Hey mr.PIMP4969, I cycled a 29 US gallon tank with guppies that were feeders. These are hardy fish! They will handle a temperature of 80 F and worked quite well to cycle a tank. Ultimately the choice will be yours as what kind of fish to use. What it comes down to, choose a fish that closely matches the water parameters that will hold your new pets.


----------



## illnino (Mar 6, 2004)

you wouild need a million ghost shrimp to cycle a tank. i just use feeders


----------



## mike45 (May 31, 2004)

The fish most commonly used for cycling is DANIOS. They are extremely hardy, pretty cheap too.
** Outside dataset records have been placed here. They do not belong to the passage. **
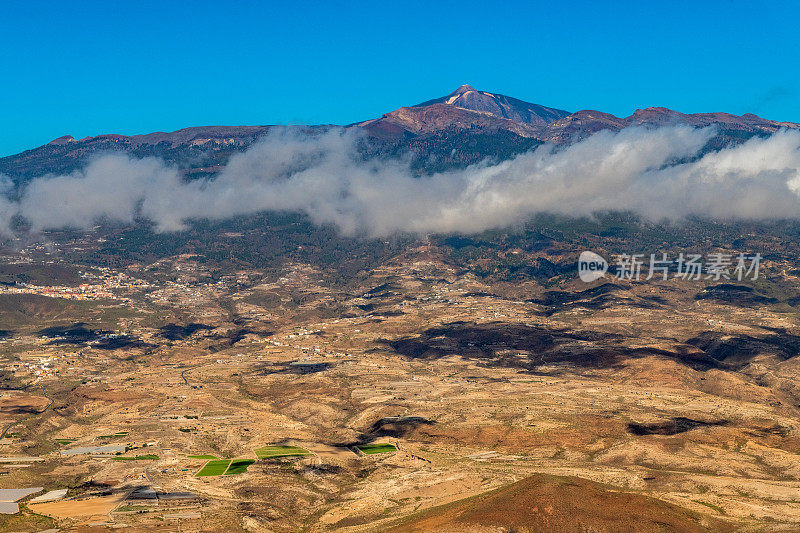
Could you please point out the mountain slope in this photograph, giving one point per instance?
(461, 128)
(560, 504)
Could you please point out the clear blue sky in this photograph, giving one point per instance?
(92, 67)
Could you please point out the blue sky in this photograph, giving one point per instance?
(92, 67)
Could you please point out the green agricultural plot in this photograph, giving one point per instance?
(377, 448)
(239, 466)
(270, 452)
(216, 467)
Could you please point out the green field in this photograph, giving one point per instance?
(238, 466)
(376, 448)
(269, 452)
(216, 467)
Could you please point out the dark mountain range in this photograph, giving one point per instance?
(459, 129)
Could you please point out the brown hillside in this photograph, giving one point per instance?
(559, 504)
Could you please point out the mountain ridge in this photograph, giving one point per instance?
(435, 127)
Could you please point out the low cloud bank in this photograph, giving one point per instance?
(636, 169)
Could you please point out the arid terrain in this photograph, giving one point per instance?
(498, 398)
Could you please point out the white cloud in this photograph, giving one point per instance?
(635, 169)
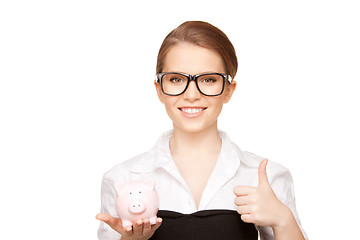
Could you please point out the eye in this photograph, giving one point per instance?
(176, 80)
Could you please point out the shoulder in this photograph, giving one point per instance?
(121, 171)
(275, 171)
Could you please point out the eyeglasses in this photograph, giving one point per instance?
(209, 84)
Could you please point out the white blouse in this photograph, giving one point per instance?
(234, 167)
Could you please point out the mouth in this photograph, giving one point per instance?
(193, 111)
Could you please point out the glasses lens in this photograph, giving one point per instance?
(210, 84)
(174, 83)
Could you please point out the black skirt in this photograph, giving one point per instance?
(207, 224)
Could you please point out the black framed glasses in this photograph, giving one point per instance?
(208, 84)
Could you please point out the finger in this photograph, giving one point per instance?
(156, 225)
(114, 223)
(128, 231)
(243, 210)
(243, 190)
(239, 201)
(247, 218)
(137, 227)
(263, 180)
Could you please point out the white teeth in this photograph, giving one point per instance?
(192, 110)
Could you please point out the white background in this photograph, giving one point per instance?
(77, 97)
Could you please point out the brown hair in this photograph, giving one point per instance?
(202, 34)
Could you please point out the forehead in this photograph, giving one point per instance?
(192, 59)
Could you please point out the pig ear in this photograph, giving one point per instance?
(119, 187)
(150, 183)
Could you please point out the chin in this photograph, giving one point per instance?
(194, 128)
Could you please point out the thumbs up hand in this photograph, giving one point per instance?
(259, 205)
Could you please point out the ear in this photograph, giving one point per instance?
(119, 187)
(229, 90)
(159, 91)
(149, 183)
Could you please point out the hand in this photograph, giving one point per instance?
(259, 205)
(141, 230)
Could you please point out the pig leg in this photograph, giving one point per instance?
(153, 220)
(126, 223)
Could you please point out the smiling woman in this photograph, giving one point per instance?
(208, 188)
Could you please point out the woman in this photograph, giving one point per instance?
(208, 187)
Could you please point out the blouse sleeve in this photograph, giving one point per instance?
(107, 206)
(282, 183)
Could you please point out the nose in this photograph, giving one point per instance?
(137, 207)
(192, 92)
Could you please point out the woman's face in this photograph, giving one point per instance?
(192, 111)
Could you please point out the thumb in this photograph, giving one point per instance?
(263, 180)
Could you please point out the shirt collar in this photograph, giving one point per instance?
(159, 156)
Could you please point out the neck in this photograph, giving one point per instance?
(202, 142)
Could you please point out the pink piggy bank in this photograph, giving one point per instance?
(136, 200)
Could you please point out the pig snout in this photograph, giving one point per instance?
(137, 207)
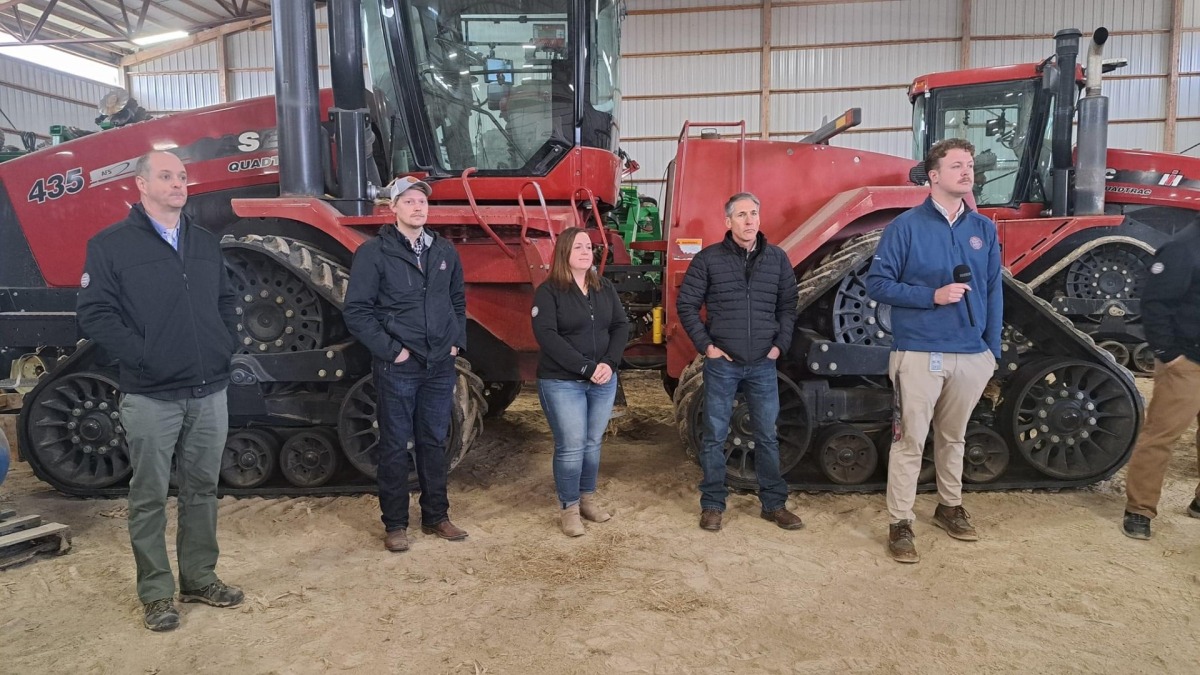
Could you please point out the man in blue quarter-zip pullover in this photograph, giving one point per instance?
(155, 297)
(937, 266)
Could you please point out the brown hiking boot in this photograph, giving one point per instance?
(160, 615)
(784, 518)
(217, 593)
(396, 541)
(955, 521)
(445, 530)
(900, 542)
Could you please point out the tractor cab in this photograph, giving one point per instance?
(1021, 121)
(1006, 114)
(508, 89)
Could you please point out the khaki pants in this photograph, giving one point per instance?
(945, 399)
(1173, 407)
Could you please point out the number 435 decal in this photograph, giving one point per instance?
(57, 185)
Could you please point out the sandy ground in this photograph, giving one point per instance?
(1053, 586)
But, I would advise using a fishless cycling method using pure ammonia, your tank will cycle much faster.


----------



## Dr. Giggles (Oct 18, 2003)

Another hardy fish are "barbs". Personally fishless is the way to go. Good luck.


----------



## 0123 (May 18, 2004)

check this out should help a bit


----------



## SMITZ71 (Jun 4, 2004)

When I looked for feedback on what dither fish to cycle my 140 with, I ended up with one too many responses and ideas...I took the existing fish I had from a smaller tank and started with all new water in the 140 and it took approx 3 weeks to cycle and further all the fish are still alive...Hope this helps


----------